A HomeRefill ajuda o usuário a partir de uma lista básica de consumo, conforme o tamanho da família, e promete manter os produtos básicos sempre na despensa.

A HomeRefill ajuda o usuário a partir de uma lista básica de consumo, conforme o tamanho da família, e tem como objetivo entregar mensalmente os produtos básicos da despensa.

Guilherme dos Santos, fundador e CEO da empresa, fala de sua proposta de valor: “Queremos livrar nosso cliente de ter que ir ao supermercado para comprar coisas que ele não necessariamente gostaria de comprar. Ao dispensá-lo dessa obrigação, ajudamos que ele tenha mais tempo livre para gastar no que quiser”. Ele se refere às compras tidas como “chatas” pela maioria das pessoas: produtos de limpeza, alimentos básicos, higiene e pessoal – coisas que temos que comprar todo mês para o funcionamento da casa.

Santos também fala sobre a personalização da entrega. “Cada cliente é diferente e suas necessidades de consumo também. Um jornal de supermercado se comunica com todos da mesma forma, sem levar em conta as particularidades de cada um, como eu consigo no HomeRefill”, afirma. E prossegue:

“A internet unir empresas e clientes, vendedores e consumidores, de uma forma inédita e transformadora. É um caminho sem volta, algo que os empreendedores já perceberam, inclusive para brigar com grandes empresas”
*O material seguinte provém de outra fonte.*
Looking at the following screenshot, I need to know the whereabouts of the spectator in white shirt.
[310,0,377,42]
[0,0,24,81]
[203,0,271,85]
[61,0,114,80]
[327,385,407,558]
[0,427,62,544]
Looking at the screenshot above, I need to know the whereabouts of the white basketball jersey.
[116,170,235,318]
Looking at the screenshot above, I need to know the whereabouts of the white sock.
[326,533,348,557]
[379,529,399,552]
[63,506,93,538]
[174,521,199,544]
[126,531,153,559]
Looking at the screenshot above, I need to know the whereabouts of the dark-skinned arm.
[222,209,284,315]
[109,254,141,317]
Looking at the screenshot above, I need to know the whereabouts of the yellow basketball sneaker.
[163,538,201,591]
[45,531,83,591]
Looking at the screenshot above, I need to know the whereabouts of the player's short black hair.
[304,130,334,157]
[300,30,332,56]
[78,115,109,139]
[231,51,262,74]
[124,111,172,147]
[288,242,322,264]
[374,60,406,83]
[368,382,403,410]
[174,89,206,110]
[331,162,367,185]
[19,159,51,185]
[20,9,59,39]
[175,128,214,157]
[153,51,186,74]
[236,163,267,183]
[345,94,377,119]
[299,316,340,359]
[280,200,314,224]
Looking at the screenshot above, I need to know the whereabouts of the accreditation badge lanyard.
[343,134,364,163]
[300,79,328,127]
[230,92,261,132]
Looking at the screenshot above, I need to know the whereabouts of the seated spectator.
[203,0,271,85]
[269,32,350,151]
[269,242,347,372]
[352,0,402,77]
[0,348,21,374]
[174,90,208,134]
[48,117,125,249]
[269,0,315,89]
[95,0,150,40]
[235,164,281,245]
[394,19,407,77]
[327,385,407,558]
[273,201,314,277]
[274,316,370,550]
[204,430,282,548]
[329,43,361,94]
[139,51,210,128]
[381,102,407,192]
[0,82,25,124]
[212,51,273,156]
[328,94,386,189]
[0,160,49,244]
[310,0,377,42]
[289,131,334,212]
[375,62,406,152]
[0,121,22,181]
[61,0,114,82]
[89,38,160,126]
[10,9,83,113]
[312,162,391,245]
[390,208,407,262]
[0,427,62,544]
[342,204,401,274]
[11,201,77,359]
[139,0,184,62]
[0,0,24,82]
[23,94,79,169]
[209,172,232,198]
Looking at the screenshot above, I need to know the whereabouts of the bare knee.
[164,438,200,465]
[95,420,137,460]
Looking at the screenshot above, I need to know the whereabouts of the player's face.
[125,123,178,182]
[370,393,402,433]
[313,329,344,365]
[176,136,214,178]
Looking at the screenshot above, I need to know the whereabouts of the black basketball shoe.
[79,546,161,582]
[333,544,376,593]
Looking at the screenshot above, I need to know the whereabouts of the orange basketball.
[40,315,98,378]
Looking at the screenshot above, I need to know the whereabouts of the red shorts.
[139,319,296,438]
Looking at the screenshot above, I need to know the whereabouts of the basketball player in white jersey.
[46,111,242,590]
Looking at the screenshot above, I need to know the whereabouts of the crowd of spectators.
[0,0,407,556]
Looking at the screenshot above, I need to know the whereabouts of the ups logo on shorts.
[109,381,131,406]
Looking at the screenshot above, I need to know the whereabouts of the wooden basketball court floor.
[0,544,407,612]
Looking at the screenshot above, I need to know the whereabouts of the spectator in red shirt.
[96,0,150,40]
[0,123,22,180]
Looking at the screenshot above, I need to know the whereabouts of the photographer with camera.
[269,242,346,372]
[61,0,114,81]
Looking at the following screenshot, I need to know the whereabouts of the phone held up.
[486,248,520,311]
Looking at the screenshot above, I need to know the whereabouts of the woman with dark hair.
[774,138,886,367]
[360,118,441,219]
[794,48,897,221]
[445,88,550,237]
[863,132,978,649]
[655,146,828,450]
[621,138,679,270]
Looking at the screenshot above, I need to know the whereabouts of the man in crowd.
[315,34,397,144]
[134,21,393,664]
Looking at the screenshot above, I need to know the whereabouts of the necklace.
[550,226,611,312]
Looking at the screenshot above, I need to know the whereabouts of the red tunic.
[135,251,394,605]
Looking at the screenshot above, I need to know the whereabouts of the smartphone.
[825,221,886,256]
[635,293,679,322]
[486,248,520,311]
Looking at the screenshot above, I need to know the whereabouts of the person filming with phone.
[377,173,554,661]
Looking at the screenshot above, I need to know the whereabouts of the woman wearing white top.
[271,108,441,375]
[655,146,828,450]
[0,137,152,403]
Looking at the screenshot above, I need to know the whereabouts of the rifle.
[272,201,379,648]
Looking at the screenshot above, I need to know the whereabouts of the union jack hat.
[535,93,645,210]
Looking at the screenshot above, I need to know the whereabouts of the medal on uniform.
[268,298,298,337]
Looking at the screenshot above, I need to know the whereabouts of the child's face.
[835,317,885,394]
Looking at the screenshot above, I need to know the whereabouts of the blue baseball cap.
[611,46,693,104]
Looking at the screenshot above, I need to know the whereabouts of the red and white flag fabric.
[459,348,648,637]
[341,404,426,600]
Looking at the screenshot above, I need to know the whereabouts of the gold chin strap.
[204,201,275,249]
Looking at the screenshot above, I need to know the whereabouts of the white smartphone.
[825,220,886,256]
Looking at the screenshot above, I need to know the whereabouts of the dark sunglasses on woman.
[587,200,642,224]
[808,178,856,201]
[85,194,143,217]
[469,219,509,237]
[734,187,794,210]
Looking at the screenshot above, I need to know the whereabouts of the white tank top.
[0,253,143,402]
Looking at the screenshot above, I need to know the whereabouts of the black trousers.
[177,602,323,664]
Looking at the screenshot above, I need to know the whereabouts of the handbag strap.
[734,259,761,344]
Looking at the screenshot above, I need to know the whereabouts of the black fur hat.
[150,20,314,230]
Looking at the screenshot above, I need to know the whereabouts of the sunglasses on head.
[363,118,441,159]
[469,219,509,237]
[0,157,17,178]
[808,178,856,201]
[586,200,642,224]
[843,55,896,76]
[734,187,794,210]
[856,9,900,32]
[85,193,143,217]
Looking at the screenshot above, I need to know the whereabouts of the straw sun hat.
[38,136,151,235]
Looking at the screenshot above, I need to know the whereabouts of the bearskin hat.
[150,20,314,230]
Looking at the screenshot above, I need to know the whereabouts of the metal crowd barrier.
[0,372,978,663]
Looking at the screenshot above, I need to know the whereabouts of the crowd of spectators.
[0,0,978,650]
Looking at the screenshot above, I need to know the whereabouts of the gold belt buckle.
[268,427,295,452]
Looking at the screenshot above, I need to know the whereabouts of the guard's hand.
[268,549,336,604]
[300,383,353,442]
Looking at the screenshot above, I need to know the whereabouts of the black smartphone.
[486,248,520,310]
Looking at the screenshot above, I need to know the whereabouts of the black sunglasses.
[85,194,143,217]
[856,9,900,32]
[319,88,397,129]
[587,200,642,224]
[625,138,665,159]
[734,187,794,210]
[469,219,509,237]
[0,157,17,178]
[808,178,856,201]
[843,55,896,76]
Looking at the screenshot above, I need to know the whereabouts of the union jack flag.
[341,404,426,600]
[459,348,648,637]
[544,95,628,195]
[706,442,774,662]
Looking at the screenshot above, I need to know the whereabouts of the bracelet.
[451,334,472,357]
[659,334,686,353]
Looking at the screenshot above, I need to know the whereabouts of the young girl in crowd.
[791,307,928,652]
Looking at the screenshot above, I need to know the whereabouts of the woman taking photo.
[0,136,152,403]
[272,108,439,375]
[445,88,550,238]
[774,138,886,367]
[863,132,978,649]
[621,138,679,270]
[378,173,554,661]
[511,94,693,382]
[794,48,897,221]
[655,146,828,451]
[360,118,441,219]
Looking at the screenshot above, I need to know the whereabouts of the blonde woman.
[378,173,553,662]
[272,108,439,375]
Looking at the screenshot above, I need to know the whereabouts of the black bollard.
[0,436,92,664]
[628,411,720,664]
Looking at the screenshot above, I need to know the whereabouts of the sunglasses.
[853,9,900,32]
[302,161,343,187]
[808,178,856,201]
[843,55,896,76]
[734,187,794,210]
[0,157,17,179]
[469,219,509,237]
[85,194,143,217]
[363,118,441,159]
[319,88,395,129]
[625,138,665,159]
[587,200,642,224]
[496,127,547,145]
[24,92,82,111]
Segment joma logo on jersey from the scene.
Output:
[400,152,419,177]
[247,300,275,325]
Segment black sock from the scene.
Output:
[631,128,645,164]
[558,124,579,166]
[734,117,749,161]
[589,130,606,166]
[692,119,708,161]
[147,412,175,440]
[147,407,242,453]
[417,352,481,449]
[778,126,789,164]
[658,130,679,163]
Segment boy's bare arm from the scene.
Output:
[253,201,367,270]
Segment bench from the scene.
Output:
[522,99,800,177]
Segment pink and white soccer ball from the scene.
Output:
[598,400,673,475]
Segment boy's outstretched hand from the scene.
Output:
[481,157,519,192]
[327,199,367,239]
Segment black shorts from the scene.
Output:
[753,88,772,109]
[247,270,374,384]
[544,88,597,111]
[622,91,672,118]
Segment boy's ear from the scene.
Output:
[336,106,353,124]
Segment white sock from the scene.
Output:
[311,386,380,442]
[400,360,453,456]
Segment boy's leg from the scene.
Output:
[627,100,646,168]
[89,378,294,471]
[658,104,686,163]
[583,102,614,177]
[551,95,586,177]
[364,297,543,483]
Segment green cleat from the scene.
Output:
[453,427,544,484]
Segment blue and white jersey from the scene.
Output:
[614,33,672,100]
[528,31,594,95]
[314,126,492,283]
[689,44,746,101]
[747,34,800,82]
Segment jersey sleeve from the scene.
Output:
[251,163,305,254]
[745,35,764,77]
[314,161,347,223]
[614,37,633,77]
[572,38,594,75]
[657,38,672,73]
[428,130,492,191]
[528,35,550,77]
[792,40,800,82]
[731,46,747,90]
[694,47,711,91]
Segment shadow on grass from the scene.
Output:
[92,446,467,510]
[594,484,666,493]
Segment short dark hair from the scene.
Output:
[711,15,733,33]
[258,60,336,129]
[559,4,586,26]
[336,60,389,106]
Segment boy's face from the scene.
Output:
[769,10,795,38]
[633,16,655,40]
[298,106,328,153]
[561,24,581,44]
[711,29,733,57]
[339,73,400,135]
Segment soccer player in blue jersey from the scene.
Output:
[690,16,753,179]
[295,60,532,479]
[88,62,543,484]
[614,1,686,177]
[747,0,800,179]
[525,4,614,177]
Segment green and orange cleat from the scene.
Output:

Santos teve a ideia de criar a sua empresa depois de ter trabalhado por dois anos em uma produtora que desenvolvia justamente os tabloides de promoção para redes de supermercado. Ele adaptou a lógica para os tempos atuais: os preços da HomeRefill são conferidos semanalmente nas principais redes de supermercado de São Paulo e uma média (excluindo promoções) é estabelecida para garantir o melhor preço para os clientes. O custo das mercadorias fornecidas pelas marcas é o mesmo que sai da fábrica e o frete é grátis. “Em média, o nosso cliente tem uma economia real de 20% em relação ao total da compra”, diz ele.

Com uma base de 2 000 clientes ativos em apenas dois meses de atividade, a empresa está preparando uma campanha de lançamento (que deve entrar no ar nos próximos meses) e espera um crescimento representativo no número de clientes. A expectativa é que o número de cadastros chegue a 40 mil até o final do ano. Até agora, já foram investidos na empresa cerca de 13 milhões de reais e a previsão de faturamento não foi informada. Mas é, certeza, tão grande quanto o potencial deste mercado.